WHO Director-General Tedros Adhanom Ghebreyesus speaks during a news conference after a ceremony for the opening of the WHO Academy, in Lyon, France, September 27, 2021.
Denis Balibouse | Reuters
The World Health Organization on Tuesday warned the new Covid-19 omicron variant is spreading faster than any previous strain, and it is probably present in most countries of the world.
“Omicron is spreading at a rate we have not seen with any previous variant,” WHO Director-General Tedros Adhanom Ghebreyesus said during a Covid update in Geneva. “Seventy-seven countries have now reported cases of omicron. And the reality is that omicron is probably in most countries, even if it hasn’t been detected yet.”
Tedros said the WHO is worried that countries are dismissing omicron as a mild variant. Though omicron is more contagious, it is not yet clear whether the strain causes more mild or severe disease than past variants of the virus.
“We have learned by now that we underestimate this virus at our peril,” Tedros said. “Even if omicron does cause less severe disease, the sheer number of cases could once again overwhelm unprepared health systems,” he said.
Tedros warned that vaccines alone will not protect countries from omicron, emphasizing the importance of masks and social distancing.
“It’s not vaccines instead of masks. It’s not vaccines instead of distancing. It’s not vaccines instead of ventilation or hand hygiene. Do it all. Do it consistently. Do it well,” Tedros said.
The omicron variant significantly reduces the protection against infection provided by Pfizer and BioNTech’s two-dose vaccine, according to preliminary lab data released by the companies last week. Scientists at the University of Oxford published a study on Monday that also found the Pfizer and AstraZeneca vaccines are less effective against omicron.
However, the two-dose vaccines likely still protect against severe disease. Pfizer and BioNTech found that a booster shot provides significant levels of protection against omicron infection.
Dr. Mike Ryan, executive director of the WHO health emergencies program, said mitigation measures like masking and social distancing won’t fully stop transmission of the virus, but they will reduce the pressure on health systems around the world.

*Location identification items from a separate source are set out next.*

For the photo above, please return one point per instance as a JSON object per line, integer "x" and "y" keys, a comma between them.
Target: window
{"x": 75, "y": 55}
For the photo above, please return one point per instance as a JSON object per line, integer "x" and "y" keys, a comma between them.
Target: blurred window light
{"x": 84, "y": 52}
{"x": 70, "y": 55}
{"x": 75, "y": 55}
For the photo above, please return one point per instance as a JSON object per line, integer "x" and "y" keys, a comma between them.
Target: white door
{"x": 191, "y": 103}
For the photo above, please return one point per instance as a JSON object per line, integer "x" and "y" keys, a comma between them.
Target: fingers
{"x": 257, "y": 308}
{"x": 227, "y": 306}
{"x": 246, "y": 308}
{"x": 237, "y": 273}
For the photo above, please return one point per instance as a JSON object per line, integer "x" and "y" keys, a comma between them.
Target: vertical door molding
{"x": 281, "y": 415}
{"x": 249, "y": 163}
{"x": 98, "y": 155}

“If we all apply those measures, we won’t stop transmission of omicron or delta — it is very hard to stop,” Ryan said at the briefing with Tedros. “But what we will do is critically reduce the force of infection, we will reduce that pressure wave, and then hopefully get through this wave in a way in which we don’t disrupt or collapse our public health systems.”
Ryan said governments around the world need to prepare for a wave of infection by making sure hospitals have the staffing, triage and oxygen supplies in place. He also said governments need to keep pushing for the unvaccinated to get immunized.
“Health systems are weaker now than they were a year ago in reality,” he said. “So unfortunately, sometimes you can get up after the first punch, but it’s very hard to get up after the second. And that’s the difficulty. We’re relying on health workers of the health system that have been weakened by this response.”
Tedros said the WHO is worried that wealthy nations rolling out booster doses for their entire adult populations will exacerbate vaccine inequity around the world. He made clear the WHO is not against administering boosters to people at risk of severe disease, but the main priority should still be vaccinating those who have not received a shot yet.
The WHO director said 41 countries have not yet reached 10% vaccination of their populations, and 98 countries have not reached 40% vaccination of their populations.
“We also see significant inequities between population groups in the same country,” Tedros said. “If we allow inequity to continue, we allow the pandemic to continue.”
Ryan said blanket travel bans create a false sense of security because variants like omicron spread in advance of detection. The U.S. last month banned visitors visitors from South Africa, Botswana, Zimbabwe, Namibia, Lesotho, Eswatini, Mozambique and Malawi.
“Countries have a right to defend and protect themselves, they have a right to control their borders, they do it for all kinds of other reasons,” Ryan said. “But it must be done in a way that maintains to the maximum extent possible the free movement of people, individual human rights and with due regard for the economic impacts that such measures have on countries.”